Les clubs se disent perdus, deux rencontres ont dû être annulées à cause de joueurs testés positifs au coronavirus, l’une au moins de la prochaine journée pourrait ne pas se jouer mais Paul Philipp a été clair, vendredi : il faut reprendre ou l’on n’en finira plus de ne pas jouer. La maladie est encore là, mais place au jeu !
On n’a pas pu résister. On a demandé à Paul Philipp, jeudi après-midi, quelle(s) rencontre(s) il comptait aller voir et lui, qui reste joueur, n’a pas pu s’en empêcher non plus : «Je vais déjà attendre d’avoir le programme définitif.» Le président de la FLF, par cette boutade que certains trouveront salutaire et que d’autres percevront comme alarmante, a synthétisé la situation absolument schizophrénique dans laquelle le monde du sport se trouve aujourd’hui, désireux de participer à un retour à la normalité et même d’en être le moteur, tout en sachant qu’il ne tient qu’au virus de lui barrer le chemin.
Pourtant, on y est. Cinq mois et 14 jours après le dernier match officiel à avoir eu lieu sur le territoire luxembourgeois, le football va enfin reprendre. C’est symbolique parce que tout le monde sait très bien que le Covid-19 n’est pas derrière nous et aura encore une influence majeure sur le déroulement de la compétition. Mais ça ne l’est pas vraiment parce que cette reprise participe d’une volonté manifeste des ministères de la Santé et des Sports de retrouver une activité la plus normale possible, sans oublier la menace mais en apprenant à vivre avec.
950 sièges passés au gel hydroalcoolique
C’est la journée de jeudi qui s’est chargée de rappeler à quoi ressemble le football dans le monde d’après. À Wiltz, où toute une région attend le derby avec une impatience non dissimulée, les bénévoles ont pris le temps d’astiquer et de désinfecter à la main l’intégralité des quelque 950 sièges qui accueilleront le public pour le duel contre Etzella. C’est un des curieux effets vertueux de cette pandémie. L’obligation de voir les spectateurs poser leurs séants sur un siège plutôt que de les voir debout le long d’une main courante a multiplié les initiatives et les clubs se sont mis à inventer de toutes pièces des solutions alternatives qui prouvent la vitalité de ce sport.
Il suffisait en fait de se déplacer sur les matches amicaux, ces dernières semaines, de braver les peurs, d’intégrer les consignes à respecter (port du masque obligatoire, interdiction de se masser le long des barrières, obligation de s’asseoir…) pour percevoir l’effet de manque. À la louche, par exemple, il devait y avoir au bas mot 400 personnes pour suivre un amical Progrès – Fola, il y a deux grosses semaines.
Il faut dire aussi que le football luxembourgeois ne s’est pas arrêté de tourner avec le Covid. Bien que frappés de plein fouet par la crise financière, les clubs ont recruté dans des proportions folles, et plutôt intelligemment. Des caméras retransmettront bientôt les matches en live sur tous les terrains. Huit clubs au moins revendiquent l’une des trois places assurément européennes. Un nouveau monstre, le Swift, a comme prévu émergé. La Jeunesse est passée sous pavillon grec mais aujourd’hui, un derby eschois n’est qu’une aimable curiosité au regard de la densité de cette DN qui, pour la première fois de l’Histoire, se jouera à seize clubs. Progrès – RFCU aurait dû en constituer l’affiche et même le coup d’envoi, vendredi soir, mais les tests PCR en ont décidé autrement. Ces derniers continueront d’ailleurs de rythmer la saison autant que les blessures ou les cartons. Ils auront même un droit démesuré : celui de faire remettre des rencontres sans que l’on sache quand on pourra effectivement les jouer…

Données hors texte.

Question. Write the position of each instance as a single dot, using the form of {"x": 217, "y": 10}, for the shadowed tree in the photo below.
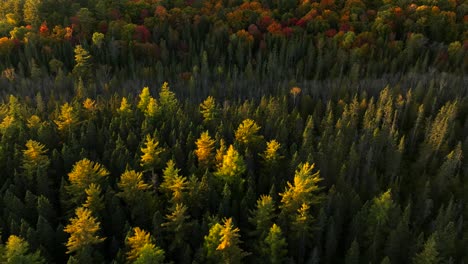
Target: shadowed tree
{"x": 83, "y": 174}
{"x": 142, "y": 249}
{"x": 34, "y": 158}
{"x": 151, "y": 156}
{"x": 83, "y": 231}
{"x": 229, "y": 243}
{"x": 275, "y": 247}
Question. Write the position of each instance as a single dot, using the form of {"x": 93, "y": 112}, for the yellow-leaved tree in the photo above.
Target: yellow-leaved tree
{"x": 66, "y": 119}
{"x": 303, "y": 191}
{"x": 204, "y": 151}
{"x": 232, "y": 166}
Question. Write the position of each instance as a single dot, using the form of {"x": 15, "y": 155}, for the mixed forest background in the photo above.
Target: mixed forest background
{"x": 227, "y": 131}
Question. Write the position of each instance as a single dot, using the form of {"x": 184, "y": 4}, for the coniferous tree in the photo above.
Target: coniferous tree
{"x": 17, "y": 251}
{"x": 142, "y": 249}
{"x": 83, "y": 231}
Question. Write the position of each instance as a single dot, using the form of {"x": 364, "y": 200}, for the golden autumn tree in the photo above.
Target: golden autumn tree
{"x": 125, "y": 107}
{"x": 151, "y": 154}
{"x": 303, "y": 190}
{"x": 83, "y": 174}
{"x": 204, "y": 151}
{"x": 66, "y": 119}
{"x": 174, "y": 184}
{"x": 145, "y": 97}
{"x": 232, "y": 165}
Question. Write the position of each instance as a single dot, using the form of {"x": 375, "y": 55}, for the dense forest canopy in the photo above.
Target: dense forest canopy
{"x": 228, "y": 131}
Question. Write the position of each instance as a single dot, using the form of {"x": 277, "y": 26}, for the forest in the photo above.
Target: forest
{"x": 233, "y": 131}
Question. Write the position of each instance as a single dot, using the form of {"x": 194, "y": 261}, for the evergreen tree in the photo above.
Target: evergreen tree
{"x": 17, "y": 251}
{"x": 34, "y": 158}
{"x": 303, "y": 191}
{"x": 429, "y": 254}
{"x": 83, "y": 174}
{"x": 142, "y": 249}
{"x": 83, "y": 231}
{"x": 275, "y": 248}
{"x": 83, "y": 64}
{"x": 132, "y": 185}
{"x": 262, "y": 216}
{"x": 209, "y": 110}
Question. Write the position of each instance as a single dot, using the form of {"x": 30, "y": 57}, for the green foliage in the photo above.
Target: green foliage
{"x": 275, "y": 250}
{"x": 302, "y": 192}
{"x": 83, "y": 65}
{"x": 34, "y": 157}
{"x": 209, "y": 109}
{"x": 17, "y": 251}
{"x": 247, "y": 133}
{"x": 204, "y": 151}
{"x": 429, "y": 254}
{"x": 142, "y": 249}
{"x": 151, "y": 153}
{"x": 132, "y": 185}
{"x": 83, "y": 231}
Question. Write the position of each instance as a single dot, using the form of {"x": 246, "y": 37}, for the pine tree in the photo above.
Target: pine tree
{"x": 229, "y": 243}
{"x": 429, "y": 254}
{"x": 247, "y": 133}
{"x": 17, "y": 251}
{"x": 132, "y": 185}
{"x": 211, "y": 242}
{"x": 94, "y": 200}
{"x": 177, "y": 226}
{"x": 209, "y": 110}
{"x": 168, "y": 100}
{"x": 142, "y": 249}
{"x": 83, "y": 174}
{"x": 262, "y": 216}
{"x": 83, "y": 65}
{"x": 83, "y": 231}
{"x": 31, "y": 12}
{"x": 352, "y": 255}
{"x": 302, "y": 192}
{"x": 275, "y": 247}
{"x": 34, "y": 158}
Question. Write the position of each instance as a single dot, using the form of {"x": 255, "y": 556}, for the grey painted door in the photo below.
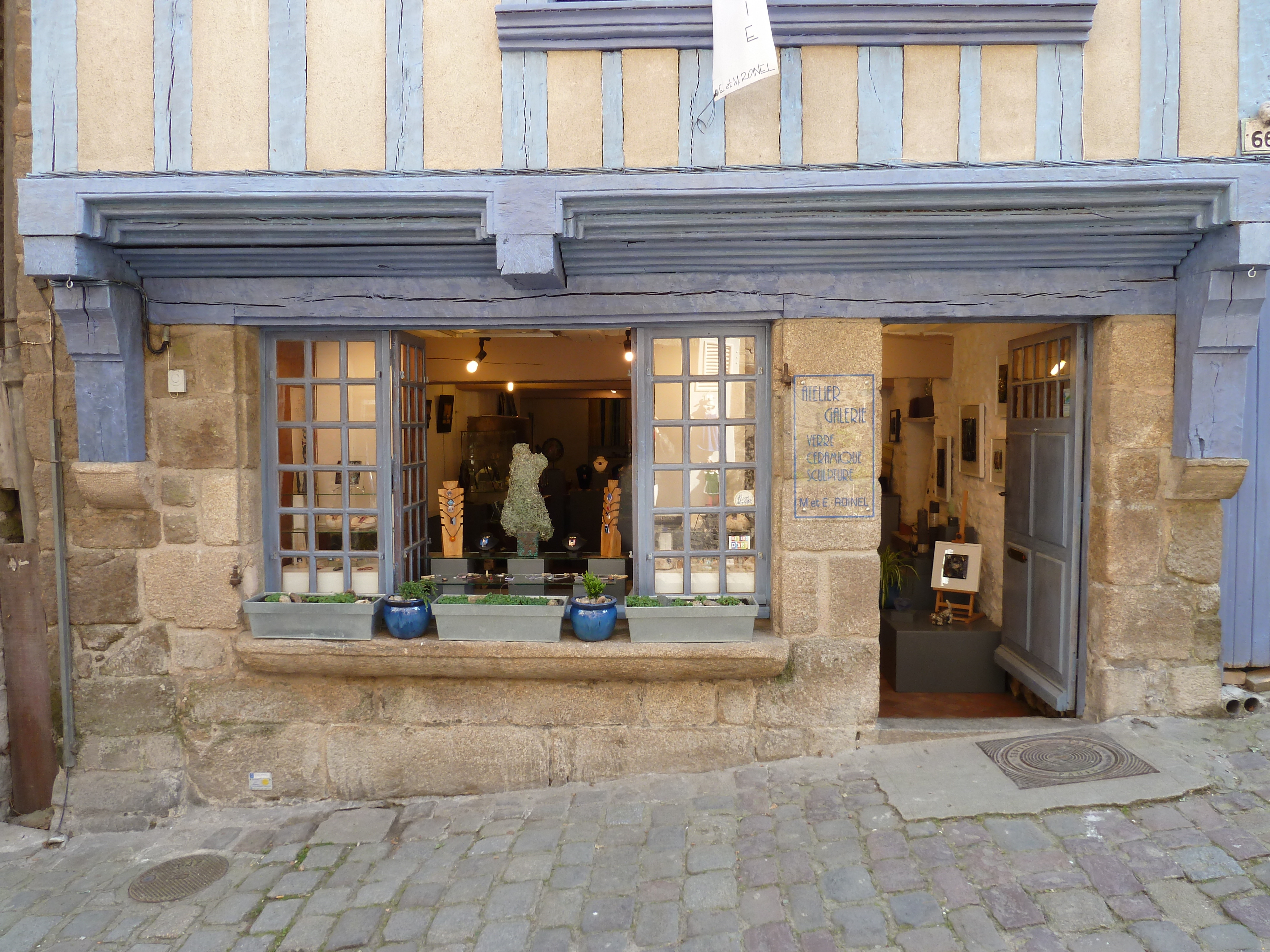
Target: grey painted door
{"x": 1045, "y": 472}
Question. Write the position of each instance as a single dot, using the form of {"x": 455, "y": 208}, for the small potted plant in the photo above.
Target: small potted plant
{"x": 408, "y": 612}
{"x": 595, "y": 616}
{"x": 525, "y": 515}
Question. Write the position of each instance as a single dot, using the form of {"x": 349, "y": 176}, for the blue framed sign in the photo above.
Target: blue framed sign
{"x": 835, "y": 433}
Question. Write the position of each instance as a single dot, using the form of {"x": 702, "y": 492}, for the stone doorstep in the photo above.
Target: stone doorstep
{"x": 615, "y": 659}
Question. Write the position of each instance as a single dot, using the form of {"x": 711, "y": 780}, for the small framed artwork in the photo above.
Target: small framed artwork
{"x": 445, "y": 413}
{"x": 957, "y": 567}
{"x": 971, "y": 461}
{"x": 1004, "y": 385}
{"x": 942, "y": 469}
{"x": 998, "y": 463}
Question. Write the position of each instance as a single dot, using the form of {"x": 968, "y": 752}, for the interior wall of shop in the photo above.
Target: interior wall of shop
{"x": 233, "y": 89}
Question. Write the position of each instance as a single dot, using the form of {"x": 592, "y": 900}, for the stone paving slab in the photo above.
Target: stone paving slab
{"x": 796, "y": 856}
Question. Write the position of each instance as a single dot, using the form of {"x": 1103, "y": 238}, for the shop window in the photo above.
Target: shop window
{"x": 327, "y": 468}
{"x": 704, "y": 478}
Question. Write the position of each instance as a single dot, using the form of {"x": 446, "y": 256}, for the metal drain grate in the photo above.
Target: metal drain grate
{"x": 1052, "y": 760}
{"x": 178, "y": 879}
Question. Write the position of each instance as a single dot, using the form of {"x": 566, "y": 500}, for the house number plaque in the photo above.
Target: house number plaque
{"x": 835, "y": 423}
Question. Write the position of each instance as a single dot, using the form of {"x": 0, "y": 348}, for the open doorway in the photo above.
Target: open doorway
{"x": 982, "y": 469}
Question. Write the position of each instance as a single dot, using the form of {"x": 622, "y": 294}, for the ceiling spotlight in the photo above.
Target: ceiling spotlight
{"x": 481, "y": 356}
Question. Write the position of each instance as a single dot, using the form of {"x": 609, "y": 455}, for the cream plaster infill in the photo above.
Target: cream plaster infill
{"x": 617, "y": 659}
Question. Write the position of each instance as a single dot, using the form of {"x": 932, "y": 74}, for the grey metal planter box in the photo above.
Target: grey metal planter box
{"x": 304, "y": 620}
{"x": 474, "y": 623}
{"x": 680, "y": 624}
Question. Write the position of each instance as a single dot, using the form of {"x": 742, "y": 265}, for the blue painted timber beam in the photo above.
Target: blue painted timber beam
{"x": 102, "y": 326}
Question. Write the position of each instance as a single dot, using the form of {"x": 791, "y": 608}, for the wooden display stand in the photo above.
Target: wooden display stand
{"x": 451, "y": 499}
{"x": 610, "y": 539}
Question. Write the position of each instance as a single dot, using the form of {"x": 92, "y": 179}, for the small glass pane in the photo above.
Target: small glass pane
{"x": 705, "y": 531}
{"x": 703, "y": 357}
{"x": 361, "y": 360}
{"x": 741, "y": 488}
{"x": 327, "y": 403}
{"x": 705, "y": 445}
{"x": 361, "y": 489}
{"x": 742, "y": 574}
{"x": 667, "y": 445}
{"x": 361, "y": 404}
{"x": 669, "y": 488}
{"x": 704, "y": 488}
{"x": 669, "y": 534}
{"x": 295, "y": 576}
{"x": 669, "y": 577}
{"x": 667, "y": 402}
{"x": 364, "y": 534}
{"x": 741, "y": 400}
{"x": 361, "y": 447}
{"x": 294, "y": 532}
{"x": 293, "y": 491}
{"x": 366, "y": 576}
{"x": 331, "y": 577}
{"x": 704, "y": 402}
{"x": 740, "y": 355}
{"x": 667, "y": 357}
{"x": 328, "y": 450}
{"x": 705, "y": 576}
{"x": 291, "y": 404}
{"x": 331, "y": 532}
{"x": 293, "y": 449}
{"x": 330, "y": 491}
{"x": 741, "y": 531}
{"x": 291, "y": 360}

Bref, le football nous revient, très différent de celui que l’on connaissait mais avec un contexte tel que cette saison 2020/2021 risque bien de devenir l’équivalent d’une haletante série américaine dont on prendra les rebondissements en pleine poire un petit peu chaque jour. On espère juste que vous connaissez encore le chemin pour venir au stade.